Spirit of Ireland

From Wikipedia, the free encyclopedia
Jump to: navigation, search
For the David Arkenstone album, see Spirit of Ireland (album).

Spirit of Ireland is a proposal to build pumped-storage hydroelectricity reservoirs in valleys in Ireland's west coast combined with large-scale windfarms to reduce Ireland's dependence on imported energy and fossil fuels. It would initially involve identifying up to five coastal valleys from counties Donegal to Cork, building dams on their seaward side and flooding them with sea water. These would provide a hydro-power back-up for the wind farms.

Typically, wind farms only produce 25 to 35 per cent of their maximum possible electricity output when measured over a long period. The proposed hydro-generating stations would come into play when wind speeds were either too low or too high to be useful. Each of the reservoirs would be able store up to 100 gigawatt-hours of hydro energy. [1]

Under the Spirit of Ireland proposals, a very typical natural valley water reservoir would have a dammed lake area when full of 4 square Km – e.g. average 2 km x 2 km. Based on studied shapes, depths and height from the sea etc, two such reservoirs would deliver some 200 GWh of electrical energy. A third reservoir would increase this to 300 GWh. This is a considerable energy store and in fact there are many valleys studied which would give considerably larger storage.

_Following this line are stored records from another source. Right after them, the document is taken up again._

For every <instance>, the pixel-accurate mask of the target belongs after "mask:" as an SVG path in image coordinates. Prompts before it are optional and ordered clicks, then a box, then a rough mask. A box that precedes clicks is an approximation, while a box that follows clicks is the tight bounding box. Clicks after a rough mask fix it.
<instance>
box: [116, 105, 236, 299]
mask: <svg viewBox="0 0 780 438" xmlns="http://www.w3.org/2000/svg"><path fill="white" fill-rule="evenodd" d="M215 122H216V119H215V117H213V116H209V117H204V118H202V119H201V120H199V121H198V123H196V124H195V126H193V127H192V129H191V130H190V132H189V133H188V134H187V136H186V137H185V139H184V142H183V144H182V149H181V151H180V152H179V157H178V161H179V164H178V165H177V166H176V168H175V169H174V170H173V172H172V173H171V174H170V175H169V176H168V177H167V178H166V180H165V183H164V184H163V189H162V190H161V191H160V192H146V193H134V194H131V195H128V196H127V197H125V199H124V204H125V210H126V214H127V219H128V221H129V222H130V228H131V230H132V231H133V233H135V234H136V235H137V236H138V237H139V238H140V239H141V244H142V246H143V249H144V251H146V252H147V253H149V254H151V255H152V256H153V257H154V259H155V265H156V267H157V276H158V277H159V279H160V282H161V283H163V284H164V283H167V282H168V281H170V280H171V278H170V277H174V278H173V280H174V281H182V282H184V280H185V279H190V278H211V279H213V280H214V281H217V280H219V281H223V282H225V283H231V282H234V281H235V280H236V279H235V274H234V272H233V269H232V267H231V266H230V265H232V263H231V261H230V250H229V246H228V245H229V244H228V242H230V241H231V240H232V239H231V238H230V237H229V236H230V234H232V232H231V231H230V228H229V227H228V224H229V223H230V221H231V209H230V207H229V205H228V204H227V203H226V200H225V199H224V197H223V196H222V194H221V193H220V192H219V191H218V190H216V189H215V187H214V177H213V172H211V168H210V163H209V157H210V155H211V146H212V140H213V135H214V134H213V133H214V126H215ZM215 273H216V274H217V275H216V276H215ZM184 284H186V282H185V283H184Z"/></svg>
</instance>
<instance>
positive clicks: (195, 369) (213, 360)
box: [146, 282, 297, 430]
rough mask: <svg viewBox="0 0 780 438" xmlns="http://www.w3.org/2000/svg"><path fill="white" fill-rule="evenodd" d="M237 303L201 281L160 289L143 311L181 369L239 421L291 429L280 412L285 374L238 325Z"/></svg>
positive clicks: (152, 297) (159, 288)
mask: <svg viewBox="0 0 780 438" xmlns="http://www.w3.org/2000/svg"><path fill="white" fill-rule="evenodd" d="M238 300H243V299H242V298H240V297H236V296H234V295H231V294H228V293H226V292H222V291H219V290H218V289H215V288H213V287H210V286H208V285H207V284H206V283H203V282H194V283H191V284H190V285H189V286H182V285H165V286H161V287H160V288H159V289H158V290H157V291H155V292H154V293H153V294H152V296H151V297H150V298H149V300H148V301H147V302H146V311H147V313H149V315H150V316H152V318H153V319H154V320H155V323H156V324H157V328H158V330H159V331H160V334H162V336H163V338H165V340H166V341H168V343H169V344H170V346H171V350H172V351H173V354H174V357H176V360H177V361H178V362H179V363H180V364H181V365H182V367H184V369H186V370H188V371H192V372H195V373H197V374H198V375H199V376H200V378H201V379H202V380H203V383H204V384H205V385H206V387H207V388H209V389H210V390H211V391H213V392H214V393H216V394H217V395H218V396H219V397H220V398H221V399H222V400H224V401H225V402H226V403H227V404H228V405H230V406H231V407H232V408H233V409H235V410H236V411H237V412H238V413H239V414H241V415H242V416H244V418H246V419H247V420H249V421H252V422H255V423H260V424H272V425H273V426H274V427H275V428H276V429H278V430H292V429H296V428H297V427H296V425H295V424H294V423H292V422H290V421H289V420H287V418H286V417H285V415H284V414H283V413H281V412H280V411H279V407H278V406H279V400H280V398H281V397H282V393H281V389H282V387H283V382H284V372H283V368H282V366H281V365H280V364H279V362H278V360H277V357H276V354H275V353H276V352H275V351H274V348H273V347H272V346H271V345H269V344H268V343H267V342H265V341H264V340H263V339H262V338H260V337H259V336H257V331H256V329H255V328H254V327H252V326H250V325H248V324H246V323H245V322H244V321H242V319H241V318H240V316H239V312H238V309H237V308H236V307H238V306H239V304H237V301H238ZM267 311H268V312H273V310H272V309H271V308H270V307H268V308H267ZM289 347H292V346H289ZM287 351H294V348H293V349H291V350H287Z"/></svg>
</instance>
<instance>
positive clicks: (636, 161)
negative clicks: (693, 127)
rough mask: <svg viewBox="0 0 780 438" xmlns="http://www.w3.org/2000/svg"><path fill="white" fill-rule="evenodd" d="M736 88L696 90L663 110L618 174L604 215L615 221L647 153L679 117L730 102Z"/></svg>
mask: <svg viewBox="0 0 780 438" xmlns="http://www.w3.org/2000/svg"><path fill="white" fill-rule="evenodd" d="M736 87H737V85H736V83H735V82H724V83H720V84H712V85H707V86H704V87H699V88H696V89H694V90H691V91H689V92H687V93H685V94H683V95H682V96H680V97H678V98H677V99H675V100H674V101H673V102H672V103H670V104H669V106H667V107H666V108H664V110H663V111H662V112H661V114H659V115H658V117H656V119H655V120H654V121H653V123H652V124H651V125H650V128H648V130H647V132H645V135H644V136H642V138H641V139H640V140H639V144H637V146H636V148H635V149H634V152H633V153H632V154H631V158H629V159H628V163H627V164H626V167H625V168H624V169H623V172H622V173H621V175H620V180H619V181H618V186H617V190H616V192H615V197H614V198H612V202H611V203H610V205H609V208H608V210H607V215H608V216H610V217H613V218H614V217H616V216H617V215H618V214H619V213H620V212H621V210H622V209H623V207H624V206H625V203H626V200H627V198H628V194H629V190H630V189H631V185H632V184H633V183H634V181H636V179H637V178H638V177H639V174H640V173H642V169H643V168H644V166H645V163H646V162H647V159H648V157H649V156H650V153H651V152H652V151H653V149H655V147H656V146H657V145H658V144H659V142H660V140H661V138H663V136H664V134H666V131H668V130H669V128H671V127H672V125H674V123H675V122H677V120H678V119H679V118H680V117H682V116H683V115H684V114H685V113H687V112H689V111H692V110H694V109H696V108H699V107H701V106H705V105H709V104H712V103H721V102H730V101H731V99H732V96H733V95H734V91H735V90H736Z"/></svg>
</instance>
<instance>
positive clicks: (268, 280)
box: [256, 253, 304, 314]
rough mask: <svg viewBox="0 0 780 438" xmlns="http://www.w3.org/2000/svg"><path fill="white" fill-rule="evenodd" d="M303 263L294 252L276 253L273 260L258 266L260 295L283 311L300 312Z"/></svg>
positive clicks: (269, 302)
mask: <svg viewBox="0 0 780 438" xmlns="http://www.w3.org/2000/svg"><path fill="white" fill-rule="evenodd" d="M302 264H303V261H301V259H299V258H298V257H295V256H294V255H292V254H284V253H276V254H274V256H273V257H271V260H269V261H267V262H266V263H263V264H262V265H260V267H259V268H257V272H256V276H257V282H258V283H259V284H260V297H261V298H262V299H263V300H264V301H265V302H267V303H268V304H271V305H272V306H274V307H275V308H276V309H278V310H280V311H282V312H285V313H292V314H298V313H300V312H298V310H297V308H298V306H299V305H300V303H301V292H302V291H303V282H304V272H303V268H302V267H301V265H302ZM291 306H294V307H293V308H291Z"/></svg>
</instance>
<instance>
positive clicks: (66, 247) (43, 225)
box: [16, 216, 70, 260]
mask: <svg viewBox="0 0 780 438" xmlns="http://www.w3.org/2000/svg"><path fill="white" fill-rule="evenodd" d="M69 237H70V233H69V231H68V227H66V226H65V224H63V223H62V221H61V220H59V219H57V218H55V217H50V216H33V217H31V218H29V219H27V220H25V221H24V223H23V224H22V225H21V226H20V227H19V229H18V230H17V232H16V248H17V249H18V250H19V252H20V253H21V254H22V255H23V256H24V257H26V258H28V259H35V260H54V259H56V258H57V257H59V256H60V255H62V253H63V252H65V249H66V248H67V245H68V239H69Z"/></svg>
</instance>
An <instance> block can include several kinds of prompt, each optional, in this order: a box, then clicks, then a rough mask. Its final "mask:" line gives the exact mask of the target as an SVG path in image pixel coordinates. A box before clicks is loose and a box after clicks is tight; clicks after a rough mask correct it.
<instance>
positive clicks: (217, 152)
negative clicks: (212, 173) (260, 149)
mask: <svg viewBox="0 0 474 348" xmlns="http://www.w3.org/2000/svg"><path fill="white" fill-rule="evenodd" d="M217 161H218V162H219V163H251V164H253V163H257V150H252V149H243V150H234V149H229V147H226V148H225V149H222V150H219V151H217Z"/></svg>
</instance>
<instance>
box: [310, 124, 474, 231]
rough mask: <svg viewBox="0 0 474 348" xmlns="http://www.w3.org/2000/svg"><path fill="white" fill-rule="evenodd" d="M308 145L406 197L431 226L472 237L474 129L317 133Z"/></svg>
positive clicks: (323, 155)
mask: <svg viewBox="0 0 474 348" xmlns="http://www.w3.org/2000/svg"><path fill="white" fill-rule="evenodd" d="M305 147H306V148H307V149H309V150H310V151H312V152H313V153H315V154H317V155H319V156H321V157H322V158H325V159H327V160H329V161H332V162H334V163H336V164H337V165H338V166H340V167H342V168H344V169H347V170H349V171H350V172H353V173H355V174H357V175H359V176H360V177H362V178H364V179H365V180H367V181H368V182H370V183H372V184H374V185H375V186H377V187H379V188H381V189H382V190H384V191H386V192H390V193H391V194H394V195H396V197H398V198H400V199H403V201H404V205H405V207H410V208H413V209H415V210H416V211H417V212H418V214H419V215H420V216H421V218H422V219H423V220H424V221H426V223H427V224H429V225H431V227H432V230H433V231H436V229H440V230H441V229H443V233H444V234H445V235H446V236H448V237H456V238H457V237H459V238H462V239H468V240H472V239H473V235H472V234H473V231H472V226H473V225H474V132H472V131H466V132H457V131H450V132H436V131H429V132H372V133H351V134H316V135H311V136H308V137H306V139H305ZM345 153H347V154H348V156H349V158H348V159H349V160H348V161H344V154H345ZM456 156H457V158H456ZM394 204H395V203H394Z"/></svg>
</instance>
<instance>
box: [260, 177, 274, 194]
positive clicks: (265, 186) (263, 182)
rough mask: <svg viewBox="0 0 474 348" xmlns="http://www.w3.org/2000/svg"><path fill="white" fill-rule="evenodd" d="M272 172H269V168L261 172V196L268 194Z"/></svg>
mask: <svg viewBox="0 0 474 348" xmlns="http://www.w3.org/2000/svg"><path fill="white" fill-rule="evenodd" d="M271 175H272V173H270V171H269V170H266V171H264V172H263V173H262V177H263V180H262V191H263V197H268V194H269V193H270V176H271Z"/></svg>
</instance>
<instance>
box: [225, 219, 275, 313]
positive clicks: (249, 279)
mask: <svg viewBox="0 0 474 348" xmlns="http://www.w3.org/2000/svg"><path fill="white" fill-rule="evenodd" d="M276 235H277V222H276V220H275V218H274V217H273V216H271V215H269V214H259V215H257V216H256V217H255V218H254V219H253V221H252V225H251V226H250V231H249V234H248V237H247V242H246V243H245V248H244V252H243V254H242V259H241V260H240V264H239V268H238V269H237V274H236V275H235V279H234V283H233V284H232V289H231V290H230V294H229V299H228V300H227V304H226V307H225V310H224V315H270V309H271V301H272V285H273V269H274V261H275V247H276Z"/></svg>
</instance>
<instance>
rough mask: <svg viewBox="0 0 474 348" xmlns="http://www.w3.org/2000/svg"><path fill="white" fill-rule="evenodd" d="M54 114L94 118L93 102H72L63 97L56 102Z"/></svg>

The long term strategy is to develop higher capacity electrical interconnectors with continental Europe via the United Kingdom which would allow export of excess generating capacity whilst allowing for the import of electricity in the event of sustained no wind conditions. This scenario would be expected to be very infrequent and during such times the reservoirs would be filled using imported electricity at off peak times which would command much lower prices. Locations for the pumped storage reservoirs have not yet been decided but are expected to be located in areas that are otherwise economically deprived which would help to fulfil the Irish goal of balanced regional development.